Ni la violencia ni la impunidad de los altos funcionarios en el México de hoy es sin precedentes. El 2 de octubre de 1968, hace 50 años atrás, las fuerzas policiales y militares dispararon contra cientos de estudiantes en el centro de la Ciudad de México, solo unos días antes de la ceremonia de apertura de los Juegos Olímpicos. Esta masacre marcó el inicio de una brutal guerra sucia entre el gobierno y grupos guerrilleros que se extendió por las ciudades y el campo. En 2002, el entonces presidente Vicente Fox publicó muchos de los archivos militares y de la policía secreta relacionados con la masacre de 1968 y la consiguiente guerra sucia.
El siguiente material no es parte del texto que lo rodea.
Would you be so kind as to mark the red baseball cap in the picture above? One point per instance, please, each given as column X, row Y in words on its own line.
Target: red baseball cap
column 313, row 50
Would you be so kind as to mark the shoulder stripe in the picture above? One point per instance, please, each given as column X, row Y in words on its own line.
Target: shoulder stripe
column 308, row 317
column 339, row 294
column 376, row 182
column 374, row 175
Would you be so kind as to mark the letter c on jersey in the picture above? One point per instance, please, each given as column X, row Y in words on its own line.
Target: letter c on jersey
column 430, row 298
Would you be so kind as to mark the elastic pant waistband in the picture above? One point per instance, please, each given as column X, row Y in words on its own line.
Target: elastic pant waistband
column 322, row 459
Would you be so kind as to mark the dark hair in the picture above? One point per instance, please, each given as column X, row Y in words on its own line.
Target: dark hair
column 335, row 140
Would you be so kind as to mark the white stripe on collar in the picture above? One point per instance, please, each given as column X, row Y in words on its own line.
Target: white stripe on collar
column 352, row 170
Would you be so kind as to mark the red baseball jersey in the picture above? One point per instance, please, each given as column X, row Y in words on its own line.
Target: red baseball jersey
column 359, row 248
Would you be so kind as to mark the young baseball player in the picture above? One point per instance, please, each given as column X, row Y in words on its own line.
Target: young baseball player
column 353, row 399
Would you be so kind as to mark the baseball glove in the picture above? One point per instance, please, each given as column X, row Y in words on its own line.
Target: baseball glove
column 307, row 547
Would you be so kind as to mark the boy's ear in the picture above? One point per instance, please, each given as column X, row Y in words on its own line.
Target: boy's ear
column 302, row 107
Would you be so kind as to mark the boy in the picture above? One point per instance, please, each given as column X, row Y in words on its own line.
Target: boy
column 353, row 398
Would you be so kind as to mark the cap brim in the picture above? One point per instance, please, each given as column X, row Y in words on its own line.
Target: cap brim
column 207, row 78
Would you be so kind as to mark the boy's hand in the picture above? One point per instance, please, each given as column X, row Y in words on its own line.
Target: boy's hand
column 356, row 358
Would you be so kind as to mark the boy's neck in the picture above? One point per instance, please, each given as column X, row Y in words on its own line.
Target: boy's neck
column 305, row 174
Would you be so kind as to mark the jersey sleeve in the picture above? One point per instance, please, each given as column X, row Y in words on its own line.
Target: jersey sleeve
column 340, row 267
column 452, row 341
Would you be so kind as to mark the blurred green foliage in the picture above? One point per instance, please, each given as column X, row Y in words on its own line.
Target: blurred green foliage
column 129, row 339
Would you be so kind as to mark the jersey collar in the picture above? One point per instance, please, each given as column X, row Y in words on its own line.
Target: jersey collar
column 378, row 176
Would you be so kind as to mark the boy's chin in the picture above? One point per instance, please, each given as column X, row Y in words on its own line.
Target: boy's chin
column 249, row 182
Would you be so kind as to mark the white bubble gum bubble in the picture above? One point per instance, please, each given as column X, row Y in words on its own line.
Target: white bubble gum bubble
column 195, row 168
En lugar de una Comisión de la Verdad, Fox estableció una oficina especial de la fiscalía para determinar si acciones legales eran necesarias o no. Mientras las víctimas recibían esta noticia con mucha esperanza, pronto comenzaron a desilusionarse. Nunca nadie fue llevado ante la justicia a causa de las atrocidades cometidas por los agentes del Gobierno en nombre de la seguridad nacional, y al público se le han dado solo detalles vagos de lo ocurrido, quién fueron responsables y cuántos sufrieron. La oficina especial de la fiscalía fue finalmente disuelta y, desde 2015, la mayoría de los archivos publicados por Fox fueron reclasificados de manera informal. Tanto en el pasado como en el presente, y a pesar de los intentos de las víctimas y sus familias para que los autores de estos abusos sean responsabilizados por sus delitos, poco ha sucedido. Esta falta de responsabilidad se muestra este mes, cuando grupos de la sociedad civil y de las víctimas, en todo México, celebren el 50 aniversario de la masacre de 1968.
Está dentro del poder de AMLO cambiar la forma en que el sistema judicial aborda su largo historia de tolerar, ignorar y encubrir abusos contra los derechos humanos del pasado y del presente. Fuerzas de seguridad del gobierno detuvieron, interrogaron, torturaron, encarcelaron y, en algunos casos, desaparecieron a miembros de estas familias. Lo hicieron en nombre de la seguridad nacional, para castigar a sus familiares y actuar como un símbolo de advertencia y disuadir a otros de unirse a una de las muchas guerrillas armadas que surgieron después de la masacre de estudiantes de 1968.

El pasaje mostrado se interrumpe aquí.